Popp used this example to criticize the state as “not a reliable partner” to the city, since they have frozen their funding for rehabilitation and behavioral health services since 2016. 

Moreover with housing, Popp was adamant about tackling fundamental development issues that led to the city’s current housing shortage. Total housing vacancy sat at 3% at the end of 2023 and property owners recently saw a 9% spike in valuation. Calling on his work experience, Popp believes Anchorage needs to build its way out of unaffordability. 

“We're land poor. We don't have, you know, thousands of acres sitting around waiting to be developed,” Popp said in reference to Anchorage being out of available land for development.

Popp believes Anchorage’s sprawl has contributed significantly to both shortages and a lack of walkability in most areas of the city. His plan for increasing the supply of workforce affordable housing includes: 

1. Building on deregulatory steps taken by the assembly — such as axing parking minimums and restrictions on Accessory Dwelling Units — to encourage redevelopment.

2. Enabling the creation of “mixed use” — or compound commercial and residential spaces. 

3. Identifying generational needs for “efficiency” in housing.

His focus on younger Millennials and Gen Z in his housing proposals likely extends from the needs of UAA students — less than six percent of whom live in on-campus housing according to UAA’s estimates. 

For this policy to be put in place however, Popp would need cooperation across sections of city government — something he doesn’t think the Bronson Administration is capable of. 

“What I see in the current administration is a series of just one dumpster fire after another of issues and violations of municipal code failure to execute appropriately,” Popp said of Bronson’s record, accusing the mayor of “Learning on the job.” 
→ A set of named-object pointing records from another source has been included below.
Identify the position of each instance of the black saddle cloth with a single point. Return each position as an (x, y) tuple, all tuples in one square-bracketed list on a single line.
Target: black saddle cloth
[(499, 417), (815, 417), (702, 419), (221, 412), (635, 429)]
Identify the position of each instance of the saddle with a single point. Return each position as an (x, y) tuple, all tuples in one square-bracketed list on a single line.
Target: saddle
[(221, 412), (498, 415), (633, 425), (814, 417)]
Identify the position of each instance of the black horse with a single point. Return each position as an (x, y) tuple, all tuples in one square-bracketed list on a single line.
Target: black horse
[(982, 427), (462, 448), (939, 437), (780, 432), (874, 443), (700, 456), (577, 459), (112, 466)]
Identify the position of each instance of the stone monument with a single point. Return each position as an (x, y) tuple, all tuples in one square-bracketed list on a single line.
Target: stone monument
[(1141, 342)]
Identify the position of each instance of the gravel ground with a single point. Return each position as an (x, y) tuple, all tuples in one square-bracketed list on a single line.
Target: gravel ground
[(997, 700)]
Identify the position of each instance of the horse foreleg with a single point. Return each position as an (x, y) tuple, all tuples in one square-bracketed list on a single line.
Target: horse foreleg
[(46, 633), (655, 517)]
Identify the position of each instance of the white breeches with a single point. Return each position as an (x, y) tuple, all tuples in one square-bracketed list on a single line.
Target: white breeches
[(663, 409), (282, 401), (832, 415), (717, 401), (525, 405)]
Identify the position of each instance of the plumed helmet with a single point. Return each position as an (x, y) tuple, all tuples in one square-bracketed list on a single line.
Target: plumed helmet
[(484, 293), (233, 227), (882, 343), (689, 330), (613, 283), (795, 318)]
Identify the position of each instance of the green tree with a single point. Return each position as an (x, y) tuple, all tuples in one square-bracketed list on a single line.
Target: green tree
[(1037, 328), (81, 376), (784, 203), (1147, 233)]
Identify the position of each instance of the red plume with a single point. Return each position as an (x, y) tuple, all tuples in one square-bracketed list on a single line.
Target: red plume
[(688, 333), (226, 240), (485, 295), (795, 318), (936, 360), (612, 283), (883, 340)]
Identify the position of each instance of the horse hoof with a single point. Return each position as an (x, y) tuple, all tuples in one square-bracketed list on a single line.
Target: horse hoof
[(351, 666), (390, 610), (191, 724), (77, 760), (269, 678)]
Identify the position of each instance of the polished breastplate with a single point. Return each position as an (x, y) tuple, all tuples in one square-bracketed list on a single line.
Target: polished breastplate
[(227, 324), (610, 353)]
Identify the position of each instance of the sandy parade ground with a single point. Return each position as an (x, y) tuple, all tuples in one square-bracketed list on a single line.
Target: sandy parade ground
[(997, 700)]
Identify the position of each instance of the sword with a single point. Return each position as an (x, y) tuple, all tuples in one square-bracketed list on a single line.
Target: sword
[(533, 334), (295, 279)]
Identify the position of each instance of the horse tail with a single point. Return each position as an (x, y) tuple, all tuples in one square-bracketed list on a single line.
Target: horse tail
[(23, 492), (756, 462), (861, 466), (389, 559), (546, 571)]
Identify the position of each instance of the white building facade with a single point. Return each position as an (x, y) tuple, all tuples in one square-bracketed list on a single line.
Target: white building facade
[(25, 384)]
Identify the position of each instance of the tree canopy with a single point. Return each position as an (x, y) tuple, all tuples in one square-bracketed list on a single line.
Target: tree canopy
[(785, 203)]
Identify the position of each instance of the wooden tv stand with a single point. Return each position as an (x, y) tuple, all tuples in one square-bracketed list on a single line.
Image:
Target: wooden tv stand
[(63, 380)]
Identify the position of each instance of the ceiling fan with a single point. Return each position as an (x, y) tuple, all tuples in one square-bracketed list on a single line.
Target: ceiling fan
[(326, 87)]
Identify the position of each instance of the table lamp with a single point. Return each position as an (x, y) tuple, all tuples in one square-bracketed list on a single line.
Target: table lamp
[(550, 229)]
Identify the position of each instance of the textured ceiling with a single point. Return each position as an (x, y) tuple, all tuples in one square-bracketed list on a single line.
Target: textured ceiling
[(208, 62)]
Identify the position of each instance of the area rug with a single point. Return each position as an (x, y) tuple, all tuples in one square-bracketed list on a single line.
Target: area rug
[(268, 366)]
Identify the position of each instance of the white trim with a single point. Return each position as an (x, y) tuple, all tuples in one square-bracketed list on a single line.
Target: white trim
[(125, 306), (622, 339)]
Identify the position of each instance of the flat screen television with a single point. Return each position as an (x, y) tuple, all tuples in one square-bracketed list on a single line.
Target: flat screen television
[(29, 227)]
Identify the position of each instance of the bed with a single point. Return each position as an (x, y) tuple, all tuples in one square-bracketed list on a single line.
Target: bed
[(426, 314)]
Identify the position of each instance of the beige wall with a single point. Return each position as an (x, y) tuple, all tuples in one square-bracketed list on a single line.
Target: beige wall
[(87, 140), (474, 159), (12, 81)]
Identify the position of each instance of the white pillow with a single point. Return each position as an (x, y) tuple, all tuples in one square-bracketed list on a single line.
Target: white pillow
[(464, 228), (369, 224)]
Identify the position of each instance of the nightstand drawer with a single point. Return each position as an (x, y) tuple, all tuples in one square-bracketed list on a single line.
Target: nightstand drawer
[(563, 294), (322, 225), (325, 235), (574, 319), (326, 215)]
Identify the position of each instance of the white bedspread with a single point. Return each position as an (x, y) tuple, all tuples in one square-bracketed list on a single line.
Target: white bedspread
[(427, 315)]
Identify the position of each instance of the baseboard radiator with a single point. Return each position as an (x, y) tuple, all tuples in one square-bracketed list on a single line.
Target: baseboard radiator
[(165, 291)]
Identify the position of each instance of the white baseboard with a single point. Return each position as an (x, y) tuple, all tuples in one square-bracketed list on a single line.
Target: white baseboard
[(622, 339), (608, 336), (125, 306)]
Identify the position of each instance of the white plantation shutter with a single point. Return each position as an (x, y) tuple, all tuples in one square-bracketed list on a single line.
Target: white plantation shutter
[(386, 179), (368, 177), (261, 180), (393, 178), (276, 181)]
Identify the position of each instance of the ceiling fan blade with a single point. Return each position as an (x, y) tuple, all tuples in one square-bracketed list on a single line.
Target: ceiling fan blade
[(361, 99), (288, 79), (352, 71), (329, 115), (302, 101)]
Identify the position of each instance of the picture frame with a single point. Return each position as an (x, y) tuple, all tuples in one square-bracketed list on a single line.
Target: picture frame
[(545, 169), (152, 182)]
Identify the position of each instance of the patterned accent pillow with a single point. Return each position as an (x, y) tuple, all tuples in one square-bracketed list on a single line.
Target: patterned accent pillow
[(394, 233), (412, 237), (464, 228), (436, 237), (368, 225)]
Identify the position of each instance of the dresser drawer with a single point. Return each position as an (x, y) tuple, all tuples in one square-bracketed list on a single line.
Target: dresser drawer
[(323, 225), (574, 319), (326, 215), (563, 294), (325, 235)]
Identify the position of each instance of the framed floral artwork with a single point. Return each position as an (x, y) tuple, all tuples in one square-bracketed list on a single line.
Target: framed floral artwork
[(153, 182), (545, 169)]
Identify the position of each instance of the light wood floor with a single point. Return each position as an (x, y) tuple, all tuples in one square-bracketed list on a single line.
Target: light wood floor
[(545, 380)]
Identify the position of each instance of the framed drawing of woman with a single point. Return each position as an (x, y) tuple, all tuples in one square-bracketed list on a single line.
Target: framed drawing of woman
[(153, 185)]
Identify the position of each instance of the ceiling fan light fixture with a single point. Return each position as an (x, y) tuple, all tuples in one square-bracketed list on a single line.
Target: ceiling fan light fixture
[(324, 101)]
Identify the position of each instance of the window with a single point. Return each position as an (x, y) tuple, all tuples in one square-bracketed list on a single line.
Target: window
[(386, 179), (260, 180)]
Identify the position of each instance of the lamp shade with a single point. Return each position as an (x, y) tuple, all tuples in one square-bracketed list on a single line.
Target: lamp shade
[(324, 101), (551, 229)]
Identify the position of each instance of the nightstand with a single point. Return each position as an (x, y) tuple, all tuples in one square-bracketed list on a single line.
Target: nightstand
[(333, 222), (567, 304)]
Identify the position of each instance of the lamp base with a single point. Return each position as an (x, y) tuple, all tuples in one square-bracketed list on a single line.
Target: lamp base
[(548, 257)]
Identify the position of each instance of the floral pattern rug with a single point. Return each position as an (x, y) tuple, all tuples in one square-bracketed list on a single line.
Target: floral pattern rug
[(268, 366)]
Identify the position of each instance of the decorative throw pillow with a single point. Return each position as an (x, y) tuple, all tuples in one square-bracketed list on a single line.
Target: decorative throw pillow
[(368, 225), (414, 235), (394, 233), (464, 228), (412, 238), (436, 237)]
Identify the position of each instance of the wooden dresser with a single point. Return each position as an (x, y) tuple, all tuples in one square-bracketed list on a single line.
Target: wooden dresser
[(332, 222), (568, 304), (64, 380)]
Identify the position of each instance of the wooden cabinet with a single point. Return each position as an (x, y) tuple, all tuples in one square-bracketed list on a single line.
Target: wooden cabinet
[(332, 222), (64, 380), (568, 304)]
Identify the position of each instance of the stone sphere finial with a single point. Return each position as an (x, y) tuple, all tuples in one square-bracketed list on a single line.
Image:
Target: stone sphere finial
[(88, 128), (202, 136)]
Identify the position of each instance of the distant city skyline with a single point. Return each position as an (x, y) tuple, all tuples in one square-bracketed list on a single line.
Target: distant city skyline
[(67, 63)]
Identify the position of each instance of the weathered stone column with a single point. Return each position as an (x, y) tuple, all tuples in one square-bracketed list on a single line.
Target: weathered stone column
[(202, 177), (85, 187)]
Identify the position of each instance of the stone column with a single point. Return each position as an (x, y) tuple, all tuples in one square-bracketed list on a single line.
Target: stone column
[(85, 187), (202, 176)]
Popp vaguely referenced “political appointees” within the Bronson administration, likely referring to ousted library director Judy Norton Eledge and resigned City Human Resources Director Niki Tshibaka — both of whom were political allies of the Mayor. 

Popp cited his 10 years of municipal government experience in the Kenai Peninsula, identifying his successes under both Republican and Democratic mayors.

“I'm about Anchorage. My party is Anchorage. That's it. And I'm not about appointing people who wrote me a check for my campaign.”

Desiring both to rehire administrative professionals that were shed during the Bronson and Berkowitz mayorships — Popp aims to revitalize the city’s professional workforce. This, he said, would allow the city to reinvest in itself after significant population declines.

“I want to bring vision to our government.”